Following the refusal by the East Perth Redevelopment Authority (EPRDA) of an earlier development application for alternative premises in North Perth (an application, the Tribunal notes, that was not opposed by the respondent City of Perth in the consultative process engaged in by EPRDA), the applicant sought new premises, identifying the subject land for this purpose.

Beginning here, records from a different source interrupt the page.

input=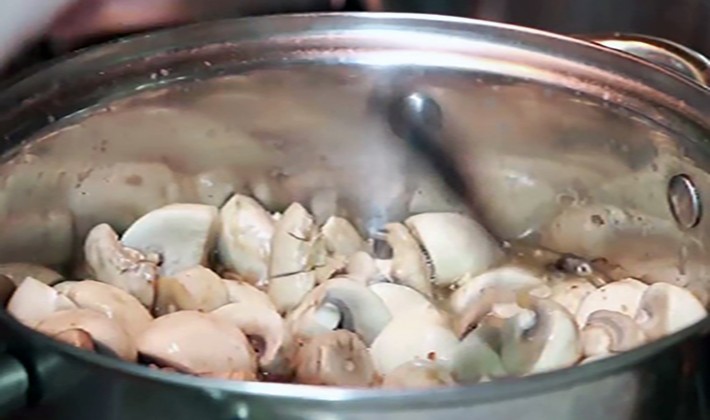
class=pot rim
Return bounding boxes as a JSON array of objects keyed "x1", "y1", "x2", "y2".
[{"x1": 0, "y1": 12, "x2": 710, "y2": 409}]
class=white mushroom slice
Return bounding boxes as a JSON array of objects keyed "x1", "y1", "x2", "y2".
[
  {"x1": 222, "y1": 279, "x2": 276, "y2": 309},
  {"x1": 549, "y1": 279, "x2": 597, "y2": 314},
  {"x1": 268, "y1": 271, "x2": 316, "y2": 314},
  {"x1": 581, "y1": 310, "x2": 646, "y2": 357},
  {"x1": 212, "y1": 301, "x2": 284, "y2": 367},
  {"x1": 385, "y1": 223, "x2": 432, "y2": 296},
  {"x1": 321, "y1": 216, "x2": 366, "y2": 257},
  {"x1": 84, "y1": 224, "x2": 158, "y2": 306},
  {"x1": 451, "y1": 324, "x2": 506, "y2": 384},
  {"x1": 370, "y1": 309, "x2": 459, "y2": 375},
  {"x1": 7, "y1": 277, "x2": 76, "y2": 328},
  {"x1": 635, "y1": 283, "x2": 708, "y2": 340},
  {"x1": 269, "y1": 203, "x2": 325, "y2": 278},
  {"x1": 35, "y1": 309, "x2": 137, "y2": 362},
  {"x1": 138, "y1": 311, "x2": 256, "y2": 374},
  {"x1": 576, "y1": 278, "x2": 648, "y2": 327},
  {"x1": 217, "y1": 194, "x2": 274, "y2": 285},
  {"x1": 501, "y1": 298, "x2": 582, "y2": 375},
  {"x1": 382, "y1": 360, "x2": 456, "y2": 389},
  {"x1": 294, "y1": 330, "x2": 377, "y2": 387},
  {"x1": 404, "y1": 213, "x2": 503, "y2": 286},
  {"x1": 54, "y1": 280, "x2": 153, "y2": 339},
  {"x1": 121, "y1": 204, "x2": 219, "y2": 276},
  {"x1": 369, "y1": 283, "x2": 431, "y2": 317},
  {"x1": 154, "y1": 265, "x2": 229, "y2": 316},
  {"x1": 449, "y1": 266, "x2": 543, "y2": 316},
  {"x1": 286, "y1": 277, "x2": 392, "y2": 345},
  {"x1": 345, "y1": 251, "x2": 390, "y2": 285},
  {"x1": 0, "y1": 263, "x2": 64, "y2": 286}
]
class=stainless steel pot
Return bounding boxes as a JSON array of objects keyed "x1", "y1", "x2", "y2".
[
  {"x1": 0, "y1": 14, "x2": 710, "y2": 420},
  {"x1": 361, "y1": 0, "x2": 710, "y2": 58}
]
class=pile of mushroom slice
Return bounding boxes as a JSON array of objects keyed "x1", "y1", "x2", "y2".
[{"x1": 0, "y1": 195, "x2": 707, "y2": 389}]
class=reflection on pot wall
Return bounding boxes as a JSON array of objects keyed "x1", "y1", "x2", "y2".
[{"x1": 362, "y1": 0, "x2": 710, "y2": 55}]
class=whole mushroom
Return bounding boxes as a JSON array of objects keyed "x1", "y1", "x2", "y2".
[
  {"x1": 218, "y1": 194, "x2": 274, "y2": 285},
  {"x1": 294, "y1": 330, "x2": 377, "y2": 387},
  {"x1": 137, "y1": 311, "x2": 257, "y2": 376},
  {"x1": 84, "y1": 224, "x2": 158, "y2": 307},
  {"x1": 635, "y1": 283, "x2": 708, "y2": 340},
  {"x1": 404, "y1": 212, "x2": 503, "y2": 286},
  {"x1": 121, "y1": 203, "x2": 219, "y2": 276}
]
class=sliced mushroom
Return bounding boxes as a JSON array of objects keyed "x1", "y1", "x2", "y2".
[
  {"x1": 268, "y1": 271, "x2": 316, "y2": 314},
  {"x1": 218, "y1": 194, "x2": 274, "y2": 285},
  {"x1": 138, "y1": 311, "x2": 256, "y2": 374},
  {"x1": 581, "y1": 310, "x2": 646, "y2": 357},
  {"x1": 54, "y1": 280, "x2": 153, "y2": 339},
  {"x1": 385, "y1": 223, "x2": 432, "y2": 296},
  {"x1": 501, "y1": 297, "x2": 582, "y2": 375},
  {"x1": 269, "y1": 203, "x2": 325, "y2": 278},
  {"x1": 212, "y1": 301, "x2": 284, "y2": 367},
  {"x1": 549, "y1": 279, "x2": 597, "y2": 314},
  {"x1": 404, "y1": 213, "x2": 503, "y2": 286},
  {"x1": 0, "y1": 263, "x2": 64, "y2": 286},
  {"x1": 35, "y1": 309, "x2": 136, "y2": 362},
  {"x1": 449, "y1": 266, "x2": 543, "y2": 316},
  {"x1": 321, "y1": 216, "x2": 366, "y2": 257},
  {"x1": 635, "y1": 283, "x2": 708, "y2": 340},
  {"x1": 84, "y1": 224, "x2": 158, "y2": 307},
  {"x1": 382, "y1": 360, "x2": 456, "y2": 389},
  {"x1": 286, "y1": 277, "x2": 392, "y2": 345},
  {"x1": 222, "y1": 279, "x2": 276, "y2": 309},
  {"x1": 370, "y1": 308, "x2": 459, "y2": 375},
  {"x1": 369, "y1": 283, "x2": 431, "y2": 317},
  {"x1": 7, "y1": 277, "x2": 76, "y2": 328},
  {"x1": 154, "y1": 265, "x2": 229, "y2": 316},
  {"x1": 451, "y1": 321, "x2": 506, "y2": 384},
  {"x1": 121, "y1": 204, "x2": 219, "y2": 276},
  {"x1": 294, "y1": 330, "x2": 377, "y2": 387},
  {"x1": 576, "y1": 278, "x2": 648, "y2": 327}
]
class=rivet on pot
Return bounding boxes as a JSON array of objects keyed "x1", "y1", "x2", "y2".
[{"x1": 668, "y1": 174, "x2": 702, "y2": 229}]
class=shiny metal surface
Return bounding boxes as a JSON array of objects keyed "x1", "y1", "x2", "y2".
[
  {"x1": 361, "y1": 0, "x2": 710, "y2": 55},
  {"x1": 0, "y1": 14, "x2": 710, "y2": 420}
]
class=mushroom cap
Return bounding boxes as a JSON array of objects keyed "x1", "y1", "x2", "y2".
[
  {"x1": 368, "y1": 282, "x2": 431, "y2": 317},
  {"x1": 269, "y1": 203, "x2": 326, "y2": 278},
  {"x1": 501, "y1": 297, "x2": 581, "y2": 375},
  {"x1": 35, "y1": 309, "x2": 137, "y2": 362},
  {"x1": 635, "y1": 283, "x2": 708, "y2": 340},
  {"x1": 576, "y1": 278, "x2": 648, "y2": 327},
  {"x1": 382, "y1": 360, "x2": 456, "y2": 389},
  {"x1": 580, "y1": 310, "x2": 646, "y2": 357},
  {"x1": 404, "y1": 212, "x2": 503, "y2": 286},
  {"x1": 84, "y1": 223, "x2": 158, "y2": 307},
  {"x1": 385, "y1": 223, "x2": 432, "y2": 296},
  {"x1": 549, "y1": 279, "x2": 597, "y2": 314},
  {"x1": 217, "y1": 194, "x2": 274, "y2": 284},
  {"x1": 54, "y1": 280, "x2": 153, "y2": 339},
  {"x1": 7, "y1": 277, "x2": 76, "y2": 328},
  {"x1": 212, "y1": 301, "x2": 285, "y2": 366},
  {"x1": 121, "y1": 203, "x2": 219, "y2": 276},
  {"x1": 321, "y1": 216, "x2": 367, "y2": 257},
  {"x1": 137, "y1": 311, "x2": 256, "y2": 374},
  {"x1": 222, "y1": 279, "x2": 276, "y2": 308},
  {"x1": 0, "y1": 263, "x2": 64, "y2": 286},
  {"x1": 294, "y1": 330, "x2": 377, "y2": 387},
  {"x1": 370, "y1": 307, "x2": 459, "y2": 375},
  {"x1": 268, "y1": 271, "x2": 316, "y2": 314},
  {"x1": 287, "y1": 277, "x2": 392, "y2": 345},
  {"x1": 449, "y1": 266, "x2": 543, "y2": 316},
  {"x1": 154, "y1": 265, "x2": 229, "y2": 316}
]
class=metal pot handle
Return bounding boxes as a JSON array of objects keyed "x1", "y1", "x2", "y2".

It is worth recording that EPRDA's refusal related to a preference for residential land use, as appeared in the published Russell Square Precinct Design Guidelines of that authority relevant to the land sought by the applicant. The surrounding land here, in contrast, as already indicated, is not so readily categorised as preferred residential or for that matter, as we shall see shortly, preferred retail.
The planning framework
Under the respondent's City of Perth City Planning Scheme No 2 (CPS 2), the land is located in the City Centre Use Area of the Citiplace Precinct P5. The precinct's express written objective related to planning includes the following: Land will be developed to (emphasis added),
"… offer a wide range of general and specialised retail uses as well as a mix of other uses such as entertainment, commercial, medical, service industry, residential and minor office."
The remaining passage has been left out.